Oregon's Patriot Guard Riders, a motorcycle group, lined the gym in their leather gear holding American flags.
There are no words by a Senator or anyone else that can sum up the loss of a loved one, Wyden said to James and the crowd.
Following the presentation, Wyden spent about 90 minutes answering a variety of questions ranging from his position on gun control to defibrillators in public places to altering the Consumer Price Index to be more friendly to seniors to his salary, which is $174,000.
One Corbett student asked what the biggest change has been in the Senate since the Portland Democrat took office in 1996.
The biggest single change there is a great deal more partisanship, he said, making it difficult to get things done for the people.

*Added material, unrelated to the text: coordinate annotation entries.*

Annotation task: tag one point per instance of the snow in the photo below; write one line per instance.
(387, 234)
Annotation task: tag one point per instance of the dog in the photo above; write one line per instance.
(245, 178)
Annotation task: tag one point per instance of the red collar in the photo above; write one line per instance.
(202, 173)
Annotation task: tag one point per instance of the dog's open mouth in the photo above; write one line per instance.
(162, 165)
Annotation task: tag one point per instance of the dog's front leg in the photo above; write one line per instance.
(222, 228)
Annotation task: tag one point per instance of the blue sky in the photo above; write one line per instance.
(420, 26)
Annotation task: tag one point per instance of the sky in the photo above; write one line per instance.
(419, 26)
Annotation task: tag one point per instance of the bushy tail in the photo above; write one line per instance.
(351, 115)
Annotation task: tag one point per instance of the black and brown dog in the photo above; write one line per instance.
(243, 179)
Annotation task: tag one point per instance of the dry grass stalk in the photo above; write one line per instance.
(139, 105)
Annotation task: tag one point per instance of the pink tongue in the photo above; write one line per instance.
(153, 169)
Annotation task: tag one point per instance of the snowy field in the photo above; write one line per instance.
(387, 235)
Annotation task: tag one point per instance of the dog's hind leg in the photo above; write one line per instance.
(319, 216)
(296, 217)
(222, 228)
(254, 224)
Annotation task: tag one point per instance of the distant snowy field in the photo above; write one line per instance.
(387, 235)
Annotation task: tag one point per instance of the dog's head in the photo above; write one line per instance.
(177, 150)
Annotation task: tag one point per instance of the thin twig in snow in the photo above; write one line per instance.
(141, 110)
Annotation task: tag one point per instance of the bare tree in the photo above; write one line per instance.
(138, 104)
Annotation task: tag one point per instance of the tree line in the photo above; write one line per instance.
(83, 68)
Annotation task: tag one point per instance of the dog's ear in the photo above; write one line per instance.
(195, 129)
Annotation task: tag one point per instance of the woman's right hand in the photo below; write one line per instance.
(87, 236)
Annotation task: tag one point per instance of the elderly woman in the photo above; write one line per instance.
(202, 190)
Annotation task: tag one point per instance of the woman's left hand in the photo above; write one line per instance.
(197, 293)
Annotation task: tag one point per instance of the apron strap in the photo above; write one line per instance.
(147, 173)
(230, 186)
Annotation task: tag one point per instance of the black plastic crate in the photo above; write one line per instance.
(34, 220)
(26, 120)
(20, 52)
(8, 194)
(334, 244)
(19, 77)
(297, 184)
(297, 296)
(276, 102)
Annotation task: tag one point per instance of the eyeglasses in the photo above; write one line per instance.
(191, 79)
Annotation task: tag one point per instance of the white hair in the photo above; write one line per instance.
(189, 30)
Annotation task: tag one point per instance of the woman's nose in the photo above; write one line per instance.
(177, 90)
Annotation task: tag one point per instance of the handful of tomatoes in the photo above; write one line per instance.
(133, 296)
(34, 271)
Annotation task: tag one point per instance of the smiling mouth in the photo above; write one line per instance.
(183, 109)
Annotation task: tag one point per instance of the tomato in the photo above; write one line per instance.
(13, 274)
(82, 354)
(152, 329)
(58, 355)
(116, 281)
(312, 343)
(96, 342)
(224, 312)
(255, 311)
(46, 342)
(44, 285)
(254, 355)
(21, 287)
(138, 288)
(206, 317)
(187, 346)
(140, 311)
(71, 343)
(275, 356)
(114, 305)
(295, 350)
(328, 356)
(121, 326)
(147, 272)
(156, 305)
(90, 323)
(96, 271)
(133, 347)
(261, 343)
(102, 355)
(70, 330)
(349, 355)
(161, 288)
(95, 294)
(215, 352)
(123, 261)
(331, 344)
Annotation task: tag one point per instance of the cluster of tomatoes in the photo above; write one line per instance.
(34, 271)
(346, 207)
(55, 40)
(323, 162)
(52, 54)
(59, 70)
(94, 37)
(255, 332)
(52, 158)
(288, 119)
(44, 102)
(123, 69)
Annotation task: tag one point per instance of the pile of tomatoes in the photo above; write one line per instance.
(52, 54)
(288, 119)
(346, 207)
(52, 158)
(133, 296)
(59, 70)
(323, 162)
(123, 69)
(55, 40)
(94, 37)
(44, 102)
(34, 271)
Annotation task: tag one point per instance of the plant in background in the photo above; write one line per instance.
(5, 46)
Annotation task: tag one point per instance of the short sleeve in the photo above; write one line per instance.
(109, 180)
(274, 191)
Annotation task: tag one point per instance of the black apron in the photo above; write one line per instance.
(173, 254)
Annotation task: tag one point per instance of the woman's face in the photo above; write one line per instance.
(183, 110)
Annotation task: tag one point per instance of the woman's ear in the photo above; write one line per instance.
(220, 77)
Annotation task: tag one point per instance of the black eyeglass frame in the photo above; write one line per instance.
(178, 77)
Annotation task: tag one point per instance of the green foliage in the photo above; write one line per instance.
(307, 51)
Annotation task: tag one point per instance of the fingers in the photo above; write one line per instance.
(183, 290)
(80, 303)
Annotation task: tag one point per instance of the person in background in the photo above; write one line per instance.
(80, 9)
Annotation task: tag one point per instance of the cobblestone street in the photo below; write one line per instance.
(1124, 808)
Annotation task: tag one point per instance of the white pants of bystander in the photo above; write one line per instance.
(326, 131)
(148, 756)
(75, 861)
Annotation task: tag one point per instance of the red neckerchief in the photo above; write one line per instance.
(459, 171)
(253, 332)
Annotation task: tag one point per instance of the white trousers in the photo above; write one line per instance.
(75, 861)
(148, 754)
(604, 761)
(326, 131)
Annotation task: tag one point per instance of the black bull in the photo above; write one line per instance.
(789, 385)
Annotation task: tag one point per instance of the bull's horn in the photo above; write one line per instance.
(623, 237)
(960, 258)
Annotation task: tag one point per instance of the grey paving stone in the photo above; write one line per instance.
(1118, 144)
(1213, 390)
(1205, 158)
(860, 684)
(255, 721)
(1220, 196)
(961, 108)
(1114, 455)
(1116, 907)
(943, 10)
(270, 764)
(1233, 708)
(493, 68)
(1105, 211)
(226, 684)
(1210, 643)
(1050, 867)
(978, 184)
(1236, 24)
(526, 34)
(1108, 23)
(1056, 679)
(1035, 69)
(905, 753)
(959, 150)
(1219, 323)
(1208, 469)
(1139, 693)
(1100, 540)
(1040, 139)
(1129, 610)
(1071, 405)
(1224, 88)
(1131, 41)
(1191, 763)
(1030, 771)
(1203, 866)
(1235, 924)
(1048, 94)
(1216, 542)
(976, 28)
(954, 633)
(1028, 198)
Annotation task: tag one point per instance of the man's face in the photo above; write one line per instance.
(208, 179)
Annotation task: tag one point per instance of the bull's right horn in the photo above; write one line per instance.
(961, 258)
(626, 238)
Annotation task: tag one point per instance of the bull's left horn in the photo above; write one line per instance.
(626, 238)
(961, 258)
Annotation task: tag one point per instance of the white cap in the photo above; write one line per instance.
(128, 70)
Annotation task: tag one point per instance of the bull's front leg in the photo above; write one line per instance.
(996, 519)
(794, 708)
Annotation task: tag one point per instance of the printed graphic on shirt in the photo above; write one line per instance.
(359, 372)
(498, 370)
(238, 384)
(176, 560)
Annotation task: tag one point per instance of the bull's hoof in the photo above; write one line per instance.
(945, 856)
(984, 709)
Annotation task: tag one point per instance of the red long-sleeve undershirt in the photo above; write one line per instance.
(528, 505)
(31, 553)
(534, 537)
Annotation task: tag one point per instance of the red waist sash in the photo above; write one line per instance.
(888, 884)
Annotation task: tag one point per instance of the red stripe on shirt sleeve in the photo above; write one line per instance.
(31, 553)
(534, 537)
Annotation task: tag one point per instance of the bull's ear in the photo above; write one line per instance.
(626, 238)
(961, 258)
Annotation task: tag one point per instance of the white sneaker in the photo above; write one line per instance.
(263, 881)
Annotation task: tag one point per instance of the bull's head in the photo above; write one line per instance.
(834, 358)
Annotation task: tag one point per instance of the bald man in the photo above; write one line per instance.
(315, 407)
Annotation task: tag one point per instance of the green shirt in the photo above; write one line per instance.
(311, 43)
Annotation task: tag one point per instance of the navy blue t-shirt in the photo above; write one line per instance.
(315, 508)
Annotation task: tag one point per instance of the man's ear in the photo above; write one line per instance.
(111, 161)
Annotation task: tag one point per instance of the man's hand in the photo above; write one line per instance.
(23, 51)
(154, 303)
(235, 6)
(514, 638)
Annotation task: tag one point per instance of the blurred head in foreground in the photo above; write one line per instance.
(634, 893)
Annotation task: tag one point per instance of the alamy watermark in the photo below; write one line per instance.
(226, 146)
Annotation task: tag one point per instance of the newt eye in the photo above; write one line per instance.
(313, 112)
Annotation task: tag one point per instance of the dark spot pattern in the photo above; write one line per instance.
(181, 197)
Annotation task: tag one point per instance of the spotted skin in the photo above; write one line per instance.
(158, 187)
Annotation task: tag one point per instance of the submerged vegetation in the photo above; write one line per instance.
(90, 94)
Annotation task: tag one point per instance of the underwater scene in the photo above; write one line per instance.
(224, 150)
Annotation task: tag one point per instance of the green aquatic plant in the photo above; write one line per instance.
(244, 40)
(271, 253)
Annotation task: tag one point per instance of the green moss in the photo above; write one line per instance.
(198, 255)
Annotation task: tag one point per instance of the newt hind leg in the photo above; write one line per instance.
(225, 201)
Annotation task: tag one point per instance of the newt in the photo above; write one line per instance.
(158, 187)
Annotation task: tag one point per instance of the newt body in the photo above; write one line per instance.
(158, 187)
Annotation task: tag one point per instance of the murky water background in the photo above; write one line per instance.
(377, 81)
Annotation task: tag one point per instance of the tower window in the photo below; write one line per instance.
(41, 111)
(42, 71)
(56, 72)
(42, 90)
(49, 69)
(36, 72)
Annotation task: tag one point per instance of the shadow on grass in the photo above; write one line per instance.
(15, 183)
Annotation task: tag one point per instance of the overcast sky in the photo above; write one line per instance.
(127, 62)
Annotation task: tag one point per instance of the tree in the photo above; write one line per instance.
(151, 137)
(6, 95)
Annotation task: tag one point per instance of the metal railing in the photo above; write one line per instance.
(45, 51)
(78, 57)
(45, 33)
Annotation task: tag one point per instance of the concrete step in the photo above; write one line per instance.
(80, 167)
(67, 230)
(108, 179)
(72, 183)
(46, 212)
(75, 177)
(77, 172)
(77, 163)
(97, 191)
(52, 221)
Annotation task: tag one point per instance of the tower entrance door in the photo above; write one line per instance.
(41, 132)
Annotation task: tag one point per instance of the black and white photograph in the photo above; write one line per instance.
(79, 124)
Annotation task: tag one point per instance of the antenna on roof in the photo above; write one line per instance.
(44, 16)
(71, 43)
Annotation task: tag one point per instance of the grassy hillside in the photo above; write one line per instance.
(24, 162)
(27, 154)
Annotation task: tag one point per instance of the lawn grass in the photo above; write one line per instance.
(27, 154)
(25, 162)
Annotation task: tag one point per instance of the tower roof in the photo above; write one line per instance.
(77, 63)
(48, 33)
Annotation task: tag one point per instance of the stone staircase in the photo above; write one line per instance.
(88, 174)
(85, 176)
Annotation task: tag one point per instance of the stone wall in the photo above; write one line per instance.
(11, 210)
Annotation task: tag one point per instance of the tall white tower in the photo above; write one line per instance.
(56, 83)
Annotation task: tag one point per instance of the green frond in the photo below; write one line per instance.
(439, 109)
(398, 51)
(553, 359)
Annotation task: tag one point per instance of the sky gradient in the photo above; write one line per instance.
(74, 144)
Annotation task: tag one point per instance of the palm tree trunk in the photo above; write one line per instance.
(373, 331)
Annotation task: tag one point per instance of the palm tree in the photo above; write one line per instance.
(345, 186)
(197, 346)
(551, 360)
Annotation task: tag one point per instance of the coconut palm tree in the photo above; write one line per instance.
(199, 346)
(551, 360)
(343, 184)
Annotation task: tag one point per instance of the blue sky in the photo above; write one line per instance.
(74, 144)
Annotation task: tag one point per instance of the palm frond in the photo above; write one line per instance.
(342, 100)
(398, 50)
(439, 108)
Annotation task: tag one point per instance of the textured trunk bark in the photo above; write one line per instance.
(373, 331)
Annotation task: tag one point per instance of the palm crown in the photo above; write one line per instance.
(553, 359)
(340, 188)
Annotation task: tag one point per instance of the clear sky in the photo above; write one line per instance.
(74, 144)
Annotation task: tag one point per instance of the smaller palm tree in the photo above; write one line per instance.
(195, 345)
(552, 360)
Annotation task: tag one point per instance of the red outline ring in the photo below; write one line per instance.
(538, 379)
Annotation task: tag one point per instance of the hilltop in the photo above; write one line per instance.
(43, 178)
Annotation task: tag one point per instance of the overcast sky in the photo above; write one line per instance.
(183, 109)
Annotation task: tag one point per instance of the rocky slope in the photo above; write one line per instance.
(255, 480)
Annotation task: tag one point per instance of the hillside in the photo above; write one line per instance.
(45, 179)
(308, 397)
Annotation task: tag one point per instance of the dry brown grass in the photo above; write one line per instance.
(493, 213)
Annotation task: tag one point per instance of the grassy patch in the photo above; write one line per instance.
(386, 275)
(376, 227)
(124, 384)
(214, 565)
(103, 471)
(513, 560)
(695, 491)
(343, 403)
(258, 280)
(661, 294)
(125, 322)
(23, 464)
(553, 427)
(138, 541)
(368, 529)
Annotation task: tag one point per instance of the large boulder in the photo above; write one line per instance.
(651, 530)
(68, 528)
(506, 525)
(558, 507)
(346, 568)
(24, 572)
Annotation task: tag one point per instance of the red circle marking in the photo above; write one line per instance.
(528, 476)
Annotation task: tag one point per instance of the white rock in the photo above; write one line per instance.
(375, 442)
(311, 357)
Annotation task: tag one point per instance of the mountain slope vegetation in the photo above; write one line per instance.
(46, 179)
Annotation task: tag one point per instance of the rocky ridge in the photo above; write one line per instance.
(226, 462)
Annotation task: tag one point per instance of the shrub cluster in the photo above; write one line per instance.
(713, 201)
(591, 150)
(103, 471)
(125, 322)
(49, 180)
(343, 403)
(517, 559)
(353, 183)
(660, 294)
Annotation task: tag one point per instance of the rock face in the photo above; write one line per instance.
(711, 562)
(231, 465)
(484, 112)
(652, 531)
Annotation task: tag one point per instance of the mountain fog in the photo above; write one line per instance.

He joked with the mainly student audience in the high school gym on Thursday, Jan. 7, asking the basketball players to raise their hands. He said his dream in high school was not be a Senator, but to be a professional basketball player.
I was too small, but I made up for that by being really slow, Wyden said, to hearty laughter.
On a more serious note, he told the students that Oregon has the fourth worst high school graduation rate in the country, which drew surprised gasps. He challenged the students to help him improve that by getting on his web page and telling him how they would boost the graduation rate.
We are better than this guys. Oregon is better than this, he said.
Although nobody asked Wyden about it, he also talked about the takeover of the Malheur National Wildlife Refuge by armed anti-government protesters on Saturday, Jan. 2.
In rural Oregon there is a lot of economic hurt right now....I get that, he said, adding he understands there is frustration...that the government doesn't listen. But he said we shouldn't be led off a cliff from outsiders.
Wyden said the Malheur situation needs to be resolved peacefully, the temperature of the situation needs to be lowered and then all parties need to reexamine the government policies surrounding Federal land and other issues.
Two students asked Wyden about gun control. He said he supports the Second Amendment, but also supports common sense restrictions such as not letting people on the terrorist watch list or convicted domestic abusers obtain guns.
Another student asked Wyden if he gets a lot of headaches from his many responsibilities.
He said he'd never been asked that question and admitted that over the years, I've gotten many headaches, but also had lots of wonderful moments moments like this.